Trump was “incoherent, exhausted and… at times stupid,” according to Ret. Army General Barry McCaffrey, who called the president’s address “one of the most bizarre, unsettling events I’ve ever encountered.”

One U.S. defense official mentioned invoking the 25th Amendment in an interview with The Intercept. “This is truly disturbing. He is clearly unwell, even for Trump,” the official said.

Has it been used before?

Congressional Democrats publicly urged then-Vice President Mike Pence to invoke the 25th Amendment to remove Trump after failing to stop hundreds of his supporters from breaking into the Capitol in a violent attempt to halt the certification of the 2020 presidential election.

House lawmakers voted 223-205 on January 12, 2021 to adopt a resolution that would compel Pence to invoke the 25th Amendment. Pence rejected the effort in a letter to then-House Speaker Nancy Pelosi. Trump was later impeached by the House for inciting an insurrection.

House Democrats called on then-Vice President Mike Pence to invoke the 25th Amendment after the January 6 attack on the Capitol, though Pence rebuffed the demand (AFP via Getty Images)

Republican officials and Trump allies also routinely called on former President Joe Biden’s Cabinet to invoke the 25th Amendment against him, including most notably after his decision to end his re-election campaign last year.

Trump himself had baselessly claimed that Democratic leaders told Biden to end his campaign or be removed from office. During the campaign, Vance also called on Biden’s Cabinet to invoke the 25th Amendment to remove him.

“You don’t get to do this in the most politically beneficial way for Democrats,” he said on Fox News at the time. “If it’s an actual problem, they should take care of it the appropriate way.”

GOP lawmakers also called on officials to invoke the 25th Amendment against Biden after a report from special counsel Robert Hur suggested that then-president Biden’s mental fitness was “significantly limited.”

The 25th Amendment, however, has been invoked as a practical matter several times to temporarily transfer power from a president to the vice president during medical procedures.

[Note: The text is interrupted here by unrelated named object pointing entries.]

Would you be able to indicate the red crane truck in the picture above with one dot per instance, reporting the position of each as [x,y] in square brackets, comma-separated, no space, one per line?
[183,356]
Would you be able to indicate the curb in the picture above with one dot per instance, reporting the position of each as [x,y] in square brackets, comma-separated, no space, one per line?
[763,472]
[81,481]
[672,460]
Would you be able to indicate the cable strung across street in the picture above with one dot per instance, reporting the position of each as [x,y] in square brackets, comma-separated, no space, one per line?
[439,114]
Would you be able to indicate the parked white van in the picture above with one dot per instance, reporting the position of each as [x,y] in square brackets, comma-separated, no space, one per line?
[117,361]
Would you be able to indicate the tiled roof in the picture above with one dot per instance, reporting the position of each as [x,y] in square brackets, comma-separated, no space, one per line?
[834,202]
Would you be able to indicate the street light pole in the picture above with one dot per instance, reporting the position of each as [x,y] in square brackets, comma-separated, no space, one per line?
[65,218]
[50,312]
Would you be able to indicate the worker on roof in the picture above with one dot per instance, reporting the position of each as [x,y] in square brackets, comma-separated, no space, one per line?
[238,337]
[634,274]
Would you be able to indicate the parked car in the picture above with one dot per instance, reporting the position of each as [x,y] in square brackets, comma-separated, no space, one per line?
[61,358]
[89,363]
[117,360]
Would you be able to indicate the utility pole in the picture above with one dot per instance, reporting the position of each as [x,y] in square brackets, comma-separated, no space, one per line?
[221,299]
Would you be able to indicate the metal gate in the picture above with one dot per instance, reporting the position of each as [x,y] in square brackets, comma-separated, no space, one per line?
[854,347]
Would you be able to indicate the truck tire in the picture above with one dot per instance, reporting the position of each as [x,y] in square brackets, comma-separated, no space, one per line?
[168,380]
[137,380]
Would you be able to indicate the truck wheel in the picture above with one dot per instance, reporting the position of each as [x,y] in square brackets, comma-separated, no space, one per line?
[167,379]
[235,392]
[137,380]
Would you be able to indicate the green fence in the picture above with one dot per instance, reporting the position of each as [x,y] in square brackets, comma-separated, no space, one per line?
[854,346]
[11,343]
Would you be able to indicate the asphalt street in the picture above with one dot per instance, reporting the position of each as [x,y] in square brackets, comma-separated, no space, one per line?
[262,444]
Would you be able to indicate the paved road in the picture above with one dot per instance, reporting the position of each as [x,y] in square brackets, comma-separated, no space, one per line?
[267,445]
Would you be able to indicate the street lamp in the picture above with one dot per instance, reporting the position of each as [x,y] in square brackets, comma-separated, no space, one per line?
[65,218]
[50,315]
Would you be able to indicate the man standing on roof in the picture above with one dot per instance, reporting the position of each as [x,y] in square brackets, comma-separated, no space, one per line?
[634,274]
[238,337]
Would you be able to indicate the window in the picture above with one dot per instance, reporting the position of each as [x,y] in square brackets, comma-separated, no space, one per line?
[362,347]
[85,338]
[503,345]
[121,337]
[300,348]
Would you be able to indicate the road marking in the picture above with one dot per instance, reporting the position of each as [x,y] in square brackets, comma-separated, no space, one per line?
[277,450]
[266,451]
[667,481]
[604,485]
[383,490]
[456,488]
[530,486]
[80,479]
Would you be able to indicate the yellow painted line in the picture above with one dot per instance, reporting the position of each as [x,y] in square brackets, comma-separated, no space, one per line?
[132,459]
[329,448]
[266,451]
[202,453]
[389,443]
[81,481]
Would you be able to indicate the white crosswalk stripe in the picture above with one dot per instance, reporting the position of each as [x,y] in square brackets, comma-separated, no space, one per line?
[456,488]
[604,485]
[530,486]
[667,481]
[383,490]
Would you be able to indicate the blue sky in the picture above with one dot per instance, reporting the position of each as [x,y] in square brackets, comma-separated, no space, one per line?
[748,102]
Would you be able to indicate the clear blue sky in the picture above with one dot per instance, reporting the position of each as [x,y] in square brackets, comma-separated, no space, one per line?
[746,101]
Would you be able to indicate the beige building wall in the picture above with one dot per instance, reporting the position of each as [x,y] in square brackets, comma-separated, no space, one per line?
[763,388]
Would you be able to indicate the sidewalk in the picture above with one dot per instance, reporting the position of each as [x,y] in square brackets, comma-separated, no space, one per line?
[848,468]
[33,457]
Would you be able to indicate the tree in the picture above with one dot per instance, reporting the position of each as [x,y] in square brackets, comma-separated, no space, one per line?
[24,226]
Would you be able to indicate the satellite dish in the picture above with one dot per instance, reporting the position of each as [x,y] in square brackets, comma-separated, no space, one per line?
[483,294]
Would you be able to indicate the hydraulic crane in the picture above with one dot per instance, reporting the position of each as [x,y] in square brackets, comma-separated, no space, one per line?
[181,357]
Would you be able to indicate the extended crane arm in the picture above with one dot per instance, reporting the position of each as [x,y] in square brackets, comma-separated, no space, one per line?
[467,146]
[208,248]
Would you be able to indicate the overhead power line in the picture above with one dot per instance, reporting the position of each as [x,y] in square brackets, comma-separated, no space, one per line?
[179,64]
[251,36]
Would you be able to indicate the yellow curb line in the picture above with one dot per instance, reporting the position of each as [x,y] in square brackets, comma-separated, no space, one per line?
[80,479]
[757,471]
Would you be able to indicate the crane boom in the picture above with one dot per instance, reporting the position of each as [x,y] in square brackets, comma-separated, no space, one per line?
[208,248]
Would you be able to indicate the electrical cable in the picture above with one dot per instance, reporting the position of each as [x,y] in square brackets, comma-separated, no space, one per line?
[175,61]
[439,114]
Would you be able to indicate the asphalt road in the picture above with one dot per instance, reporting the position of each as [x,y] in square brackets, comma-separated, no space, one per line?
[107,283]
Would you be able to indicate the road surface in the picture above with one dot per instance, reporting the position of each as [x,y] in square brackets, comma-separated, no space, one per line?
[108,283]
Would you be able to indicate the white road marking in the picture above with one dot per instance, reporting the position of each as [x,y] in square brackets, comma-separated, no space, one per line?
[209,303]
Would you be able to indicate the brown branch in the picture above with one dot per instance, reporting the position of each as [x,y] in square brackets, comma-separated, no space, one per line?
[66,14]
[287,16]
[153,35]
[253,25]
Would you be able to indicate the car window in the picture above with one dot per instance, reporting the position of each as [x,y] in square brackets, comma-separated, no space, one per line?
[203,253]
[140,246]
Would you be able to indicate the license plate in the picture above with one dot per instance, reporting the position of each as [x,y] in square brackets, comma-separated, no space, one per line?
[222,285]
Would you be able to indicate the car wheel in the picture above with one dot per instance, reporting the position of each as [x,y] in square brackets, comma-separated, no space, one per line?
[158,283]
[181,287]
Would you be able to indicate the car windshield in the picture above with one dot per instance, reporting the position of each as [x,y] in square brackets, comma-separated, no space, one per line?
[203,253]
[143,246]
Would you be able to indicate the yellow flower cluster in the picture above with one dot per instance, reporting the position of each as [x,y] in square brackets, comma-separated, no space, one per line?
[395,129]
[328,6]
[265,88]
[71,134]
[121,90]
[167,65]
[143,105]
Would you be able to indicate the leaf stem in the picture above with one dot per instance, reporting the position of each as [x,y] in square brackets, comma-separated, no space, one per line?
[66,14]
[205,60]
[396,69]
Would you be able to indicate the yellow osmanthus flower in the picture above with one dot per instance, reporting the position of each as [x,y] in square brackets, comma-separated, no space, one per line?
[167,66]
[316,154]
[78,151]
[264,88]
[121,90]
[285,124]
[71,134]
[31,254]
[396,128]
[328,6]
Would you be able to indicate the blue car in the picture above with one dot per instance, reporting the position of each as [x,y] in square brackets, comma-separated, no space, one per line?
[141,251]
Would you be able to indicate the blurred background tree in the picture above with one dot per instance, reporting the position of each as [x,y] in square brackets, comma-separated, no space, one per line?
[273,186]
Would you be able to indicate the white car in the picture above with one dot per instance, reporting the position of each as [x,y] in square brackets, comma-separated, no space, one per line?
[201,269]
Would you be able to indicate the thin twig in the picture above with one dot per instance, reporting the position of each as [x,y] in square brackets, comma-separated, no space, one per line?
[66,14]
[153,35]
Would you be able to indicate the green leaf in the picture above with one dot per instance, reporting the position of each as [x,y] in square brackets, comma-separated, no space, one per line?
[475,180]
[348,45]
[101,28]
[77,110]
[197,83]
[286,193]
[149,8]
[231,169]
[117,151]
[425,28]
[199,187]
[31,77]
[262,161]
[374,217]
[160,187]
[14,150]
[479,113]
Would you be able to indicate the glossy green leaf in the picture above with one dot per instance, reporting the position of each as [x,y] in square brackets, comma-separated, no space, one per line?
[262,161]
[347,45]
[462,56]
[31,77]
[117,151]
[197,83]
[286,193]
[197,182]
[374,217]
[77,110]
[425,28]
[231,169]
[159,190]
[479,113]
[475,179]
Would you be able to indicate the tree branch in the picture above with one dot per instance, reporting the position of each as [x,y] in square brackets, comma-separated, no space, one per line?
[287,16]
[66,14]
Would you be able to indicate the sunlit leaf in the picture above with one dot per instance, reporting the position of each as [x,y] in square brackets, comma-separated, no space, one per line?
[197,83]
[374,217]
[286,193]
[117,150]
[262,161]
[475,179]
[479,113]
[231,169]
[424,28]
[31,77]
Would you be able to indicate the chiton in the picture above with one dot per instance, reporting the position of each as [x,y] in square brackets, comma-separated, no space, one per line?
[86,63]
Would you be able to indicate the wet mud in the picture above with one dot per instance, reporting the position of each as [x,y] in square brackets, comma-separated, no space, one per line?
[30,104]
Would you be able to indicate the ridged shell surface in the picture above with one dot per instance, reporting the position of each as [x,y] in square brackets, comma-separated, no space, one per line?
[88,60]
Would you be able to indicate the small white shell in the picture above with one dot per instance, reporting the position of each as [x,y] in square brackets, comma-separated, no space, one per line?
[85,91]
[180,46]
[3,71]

Ronald Reagan briefly transferred power to then-Vice President George Bush when Reagan underwent colon cancer surgery in 1985. George W. Bush similarly transferred authority to his Vice President Dick Cheney, twice, in 2002 and 2007, during his colonoscopies. Biden also transferred authority to Kamala Harris for a colonoscopy in 2021.

How does it work?

Prior to the ratification of the 25th Amendment in 1965, the rules of succession were constitutionally vague and did not spell out how, exactly, the vice president would become acting president if the president were to die, resign or be removed from office.

First, the amendment explicitly makes clear that the vice president becomes president “in case of the removal of the President from office or of his death or resignation.”

But removing the president would require the vice president and a majority of the 16-member presidential cabinet to jointly agree that “the President is unable to discharge the powers and duties of his office.”

Republicans repeatedly called on Biden’s Cabinet to invoke the 25th Amendment over allegations of his cognitive decline and after he ended his 2024 campaign (REUTERS)

Another option would require the creation of a disability review panel that would need approval by Congress and signed into law by the president, or, if vetoed, the support of at least two-thirds of the House and Senate.

Once the vice president and either the cabinet or a disability review panel agree that the president must be removed, the vice president would then immediately be able to “assume the powers and duties of the office as Acting President.”

The president can tell Congress that “no inability exists” and will “resume the powers and duties of his office,” which the Cabinet or disability panel can then challenge.

Congress then has 21 days to settle whether the president is fit to serve. A two-thirds vote from both chambers of Congress must agree to let the vice president step in.